Investors have mostly ignored the Portuguese-speaking country because they believe its middle-class has not yet reached “the inflection points” at which it would substantially increase travel spending, to use language from a Boston Consulting Group report.
Investors have also been cautious about the country, which had only attracted around 5 million international visitors each year on average before the pandemic.
However, the relative lack of foreign investor activity has made room for newer homegrown players to take and solidify positions in the long term.
Strength in corporate travel tech
Brazil’s travel tech scene seems to be doing particularly well in corporate travel.
Brazil currently lacks a competitor to Barcelona-based TravelPerk or Palo Alto-based TripActions.
Onfly, Paytrack, and Voll are three of the most promising businesses that could follow in their steps. However, it is still early on in the game.
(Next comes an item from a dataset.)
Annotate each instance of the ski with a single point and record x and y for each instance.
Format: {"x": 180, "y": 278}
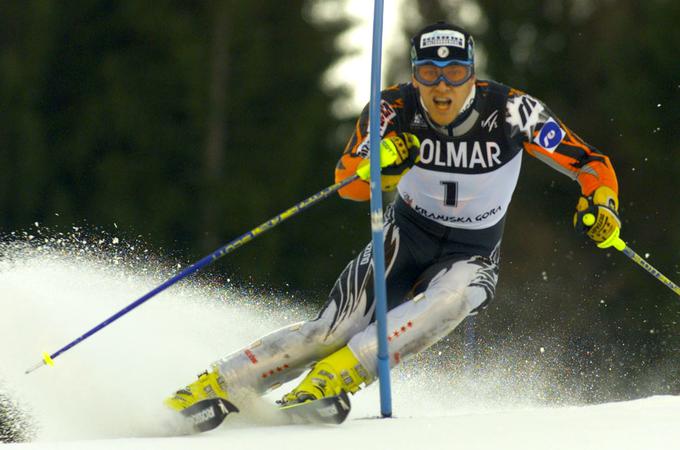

B2B Reservas is another promising company. It handles corporate travel distribution, reservations, and payments by connecting hotels to the biggest travel agencies, similar to HRS’s corporate travel marketplace.
In an economy dominated by family-owned or state-backed conglomerates, the growth of these stand-alone companies is remarkable. However, it seems that many legacy companies in Brazil’s travel industry have left gaps that can be exploited by entrants, as Azul has shown in the face of established airlines like LATAM and Gol.
Enterprise or business-to-business technology vendors are another intriguing categories in Brazil’s travel tech scene.
Sensys Travel, for instance, is a business intelligence company that assists travel brands in tracking the rates that their competitors are placing on the market in “real-time.”
Any effort to capture a travel company ecosystem should consider whether or not to include so-called mobility players, including ride-hailing companies, ground transportation operators, and next-generation aircraft manufacturers. Some analysts, such as Lufthansa Innovation Hub, include mobility players in their assessments.
Brazil may offer a more compelling case for adding mobility players than other markets.
The line between IT players providing tourism, business travel, and mobility in Brazil is often more hazy than in other markets. Much of the country’s leisure and business travel occurs outside of aircraft (almost no rail). WiiMove, like Berlin-based Omio, aims to capture multi-modal choices for travelers.
The little cruise industry in Brazil is one of the country’s travel mysteries.
According to the Wall Street Journal, the country’s Economic growth is expected to expand by more than 4.3 percent this year. In addition, a gradual easing of the pandemic should lead to a recovery in leisure and business travel.